Redacción Gedesco | 12 Agosto 2013 |

Dónde se deben reducir los costes de la empresa

reducir los costes de la empresaMuchos empresarios saben que están gastando de más y que una reducción de costes se hace necesaria para la supervivencia del negocio. Sin embargo, a veces resulta difícil decidir qué costes son los que se pueden recortar y cuáles no. Ahí está la clave.

Algunos comparan esta operación para reducir los costes con una cirugía. Hay empresas que deciden someterse a liposucciones para eliminar grasa, pero acaban yendo más allá y lo que eliminan es el músculo que permite a la compañía moverse y crecer. Todos estamos de acuerdo en que reducir costes es un pilar fundamental para cualquier empresa. Veremos dónde es más conveniente meter la tijera.

¿Seguro que no hay más remedio que reducir la plantilla?

Como ya hemos dicho tampoco podemos volvernos locos reduciendo costes y que ese ahorro acabe afectando al terreno operativo de la empresa y provoque precisamente el efecto contrario. Es decir, nos haga gastar mucho más dinero a la larga. Esto ocurre a menudo cuando algunas empresas deciden ahorrar reduciendo su plantilla.
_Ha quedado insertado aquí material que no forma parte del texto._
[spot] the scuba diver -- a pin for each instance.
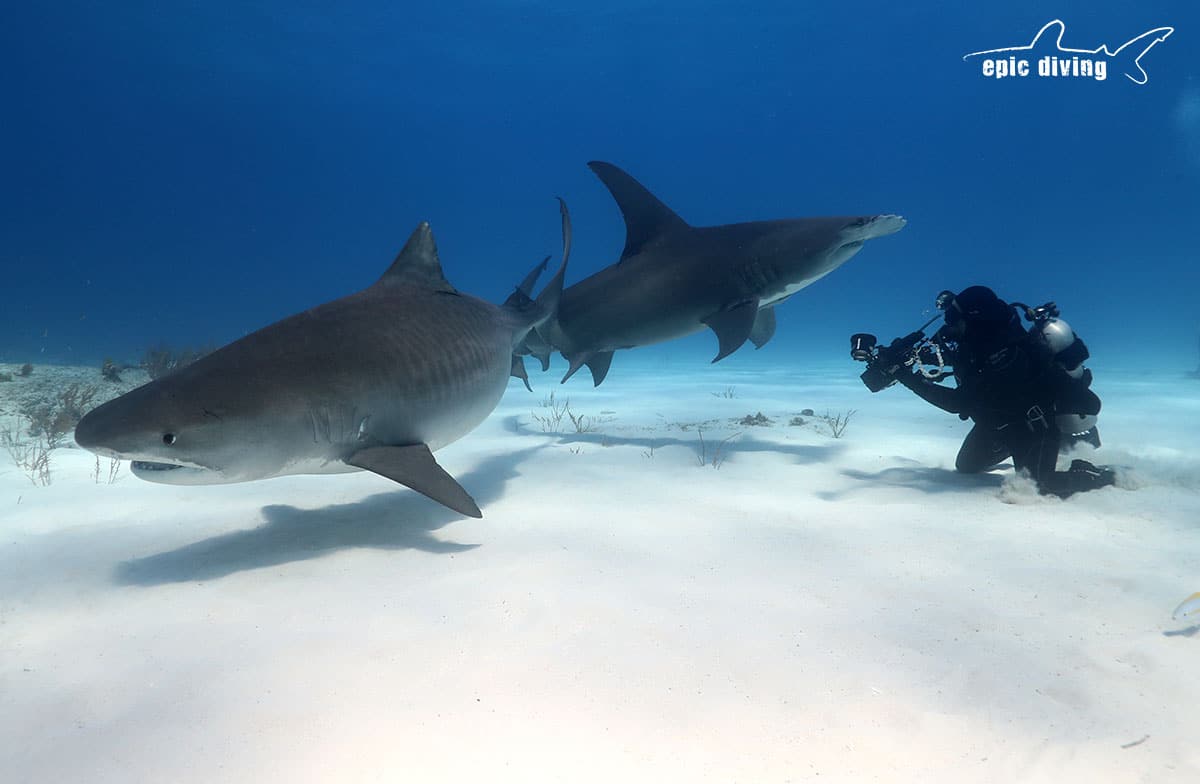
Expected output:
(1026, 390)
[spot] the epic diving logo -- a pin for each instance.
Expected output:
(1047, 58)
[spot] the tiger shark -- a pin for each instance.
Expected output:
(376, 381)
(673, 279)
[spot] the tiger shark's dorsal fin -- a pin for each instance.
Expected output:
(646, 216)
(417, 264)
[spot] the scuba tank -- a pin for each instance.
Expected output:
(1069, 353)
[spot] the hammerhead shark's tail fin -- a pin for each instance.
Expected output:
(533, 313)
(1128, 58)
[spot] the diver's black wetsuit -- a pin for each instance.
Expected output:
(1012, 388)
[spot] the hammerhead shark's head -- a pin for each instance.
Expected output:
(375, 381)
(675, 279)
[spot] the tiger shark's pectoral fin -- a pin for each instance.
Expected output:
(517, 371)
(732, 327)
(763, 327)
(414, 467)
(598, 363)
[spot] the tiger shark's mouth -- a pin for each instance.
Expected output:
(143, 465)
(171, 473)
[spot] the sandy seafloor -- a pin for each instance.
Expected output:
(813, 609)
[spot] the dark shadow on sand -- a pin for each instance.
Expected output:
(924, 478)
(395, 520)
(745, 442)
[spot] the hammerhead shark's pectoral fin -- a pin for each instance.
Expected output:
(763, 327)
(574, 363)
(519, 371)
(414, 467)
(597, 361)
(732, 327)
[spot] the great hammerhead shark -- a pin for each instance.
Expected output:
(375, 381)
(675, 279)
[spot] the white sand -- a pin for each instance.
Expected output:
(845, 609)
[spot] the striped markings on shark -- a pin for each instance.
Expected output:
(376, 381)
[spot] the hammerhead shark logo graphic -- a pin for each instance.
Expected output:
(1047, 47)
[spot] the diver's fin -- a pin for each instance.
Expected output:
(646, 216)
(414, 467)
(418, 263)
(599, 365)
(732, 327)
(517, 371)
(763, 327)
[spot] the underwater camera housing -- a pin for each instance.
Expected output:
(883, 361)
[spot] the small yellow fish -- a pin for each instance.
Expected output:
(1188, 610)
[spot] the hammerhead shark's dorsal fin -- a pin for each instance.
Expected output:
(414, 467)
(646, 216)
(417, 264)
(732, 327)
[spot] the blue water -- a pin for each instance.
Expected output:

Normalmente, estas medidas sólo responden a una visión cortoplacista de la situación y no a un plan definido de ahorro.

A menudo existen otras posibilidades alternativas a los despidos, como puede ser una reestructuración de la plantilla. De esta manera no se pierden recursos ni experiencia ni se corre el riesgo de fortalecer a la competencia. Para llevar a cabo reestructuraciones la comunicación interna debe ser fluida y con el mínimo secretismo posible. Lo cierto es que si hay que llegar a la reducción de personal, la empresa debe tener la certeza de que es la única salida posible.

Los principales obstáculos para la reducción: rutina y descoordinación

La rutina suele ser enemiga de la reducción de costes. Es probable que existan comportamientos o acciones que se hacen de una determinada manera “porque siempre se han hecho así”, pero que estén suponiendo un coste prescindible para la empresa. Esto quizá afecte más a las pequeñas empresas o a las empresas familiares, que tienen más interiorizadas las rutinas.

Otro de los obstáculos a la reducción de costes puede ser la falta de coordinación o de compromiso por parte de algunos directivos o responsables. Otras veces no se lleva a cabo sencillamente porque no se sabe cómo hacerlo: no se sabe qué indicadores analizar o si se conocen los indicadores no se tiene la metodología para analizarlos con el rigor debido.